Defendant, indicted for the unlawful possession of methylenedioxy amphetamine (MDA), moved to suppress the evidence which was denied. A certificate of immediate review was granted. The validity of an arrest without a warrant is the issue in this case.
Police investigators had made a previous arrangement to purchase drugs which was to include four ounces of MDA. The transaction was completed at a location in DeKalb County and four participating individuals were immediately arrested. Only two ounces of MDA was obtained from these individuals. Upon inquiry the officers were advised that a "buddy" had the other two ounces at another location. These informants gave no information to the police as to the identity of their friend by way of name, physical description, or where he could be located. Thereupon, all departed the area where the transaction took place in the arrestees' truck. While waiting at a traffic light at an intersection one of the police officers testified that he heard a horn being continually sounded to his rear. He then observed the defendant in another car making hand motions which he ignored. The defendant then pulled up beside the van truck and made a motion requesting the officer driving the van to pull over. The officer drove into a nearby parking lot and the defendant followed his vehicle and parked. The officer and the defendant both left their cars and began to approach each other. Suddenly the defendant turned and started walking away. The officer showed his badge and asked the defendant to halt. The policeman testified that he then asked if defendant was to meet three other "subjects" and "I don't remember if I got an answer on that. I believe he said yes, but at that time I told him he was now under arrest and I advised him of his constitutional rights." After this advice the defendant was specifically queried as to whether he had the other two ounces of MDA and the defendant answered affirmatively. The defendant was then taken to police headquarters and in a search of his person a quantity of MDA was found. Held:
The state contends that the admission that the defendant had in his possession the prohibited drugs provides the required probable cause to show that the officers had reason to believe at that time that the defendant was committing the offense of unlawful possession of drugs. However, the arrest preceded the admission. The police officer testified that he placed the defendant under arrest and then obtained the incriminating admission. What transpired after the arrest cannot serve to furnish the required probable cause. The validity of an arrest without a warrant depends upon whether at the moment of the arrest the officers have probable cause to make it, that is whether the facts and information within the officers' knowledge were sufficient to warrant a prudent man in believing that defendant was committing an offense. Peters v. State, 114 Ga. App. 595 (152 SE2d 647)

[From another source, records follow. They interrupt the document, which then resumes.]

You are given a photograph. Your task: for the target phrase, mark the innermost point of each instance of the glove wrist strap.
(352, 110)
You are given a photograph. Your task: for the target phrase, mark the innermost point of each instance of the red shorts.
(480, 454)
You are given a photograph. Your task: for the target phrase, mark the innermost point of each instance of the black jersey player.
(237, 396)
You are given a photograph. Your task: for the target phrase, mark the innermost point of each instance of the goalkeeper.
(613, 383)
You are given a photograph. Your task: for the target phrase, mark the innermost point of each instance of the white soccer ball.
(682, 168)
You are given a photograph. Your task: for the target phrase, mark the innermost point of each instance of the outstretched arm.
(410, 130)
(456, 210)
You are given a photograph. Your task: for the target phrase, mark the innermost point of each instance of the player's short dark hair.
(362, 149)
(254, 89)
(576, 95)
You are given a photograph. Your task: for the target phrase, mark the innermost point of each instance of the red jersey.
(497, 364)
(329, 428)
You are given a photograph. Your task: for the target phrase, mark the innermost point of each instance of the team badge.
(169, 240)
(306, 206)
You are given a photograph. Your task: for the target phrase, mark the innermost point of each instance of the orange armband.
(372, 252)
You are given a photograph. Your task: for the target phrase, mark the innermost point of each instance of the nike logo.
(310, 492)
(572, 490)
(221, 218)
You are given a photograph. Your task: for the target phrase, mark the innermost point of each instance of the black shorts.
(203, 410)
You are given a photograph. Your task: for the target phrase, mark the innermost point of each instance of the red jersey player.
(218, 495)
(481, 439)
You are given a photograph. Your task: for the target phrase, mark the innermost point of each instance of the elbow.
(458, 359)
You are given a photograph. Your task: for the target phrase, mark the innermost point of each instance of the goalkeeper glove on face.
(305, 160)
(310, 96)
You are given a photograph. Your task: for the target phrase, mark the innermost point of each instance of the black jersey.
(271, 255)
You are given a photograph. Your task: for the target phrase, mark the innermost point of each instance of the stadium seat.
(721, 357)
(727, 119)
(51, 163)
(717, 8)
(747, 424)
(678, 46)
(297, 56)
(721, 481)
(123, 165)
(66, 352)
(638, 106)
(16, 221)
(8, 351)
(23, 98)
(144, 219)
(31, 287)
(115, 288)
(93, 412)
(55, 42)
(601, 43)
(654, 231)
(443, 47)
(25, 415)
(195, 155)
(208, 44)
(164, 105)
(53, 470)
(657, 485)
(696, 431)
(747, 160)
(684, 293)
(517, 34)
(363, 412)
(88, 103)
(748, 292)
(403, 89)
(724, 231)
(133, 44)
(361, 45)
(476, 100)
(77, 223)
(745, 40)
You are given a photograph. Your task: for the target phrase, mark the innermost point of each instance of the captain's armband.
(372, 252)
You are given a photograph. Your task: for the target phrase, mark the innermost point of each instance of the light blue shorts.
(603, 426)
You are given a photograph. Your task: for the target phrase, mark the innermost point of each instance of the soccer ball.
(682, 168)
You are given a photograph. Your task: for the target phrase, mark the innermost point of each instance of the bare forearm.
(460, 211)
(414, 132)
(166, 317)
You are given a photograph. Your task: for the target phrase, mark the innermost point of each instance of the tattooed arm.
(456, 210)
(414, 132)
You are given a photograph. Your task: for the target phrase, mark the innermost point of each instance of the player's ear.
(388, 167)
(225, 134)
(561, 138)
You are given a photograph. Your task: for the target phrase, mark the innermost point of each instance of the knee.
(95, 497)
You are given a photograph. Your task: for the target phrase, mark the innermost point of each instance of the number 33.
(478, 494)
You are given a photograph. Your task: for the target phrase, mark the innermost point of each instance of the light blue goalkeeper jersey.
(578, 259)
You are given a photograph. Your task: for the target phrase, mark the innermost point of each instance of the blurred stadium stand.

. The inquiry then is whether at the moment of arrest the arresting officer had reasonable and probable cause that defendant was then committing a crime. It is important in this respect to note that the parties previously arrested did not give the police the name of the "buddy" who allegedly had the remaining two ounces of MDA, or a physical description of him, or where he was. An unknown motorist waving his hand at a police officer in another vehicle and causing the officer to stop and park, does not authorize a reasonable and justifiable inference that the unknown motorist was in possession of a prohibited drug. Neither is probable cause reasonably indicated by the walking towards the officer not in uniform and then turning away. While the police officer did originally testify that he "believed" the defendant answered in the affirmative his query as to whether defendant was to meet three other subjects, he later changed this testimony to show that defendant responded in the negative. The evidence amounts to nothing more than a vague suspicion that defendant was the unknown "buddy" who has possession of the MDA. Suspicion cannot be transformed into probable cause to authorize an arrest without warrant. Wong Sun v. United States, 371 U. S. 471 (83 SC 407, 9 LE2d 441). Arresting on suspicion only and thereafter establishing probable cause for the arrest is a procedure that cannot be approved. Sibron v. New York, 392 U. S. 40 (88 SC 1889, 20 LE2d 917). The motion to suppress should have been granted.
Richard Belt, District Attorney, for appellee.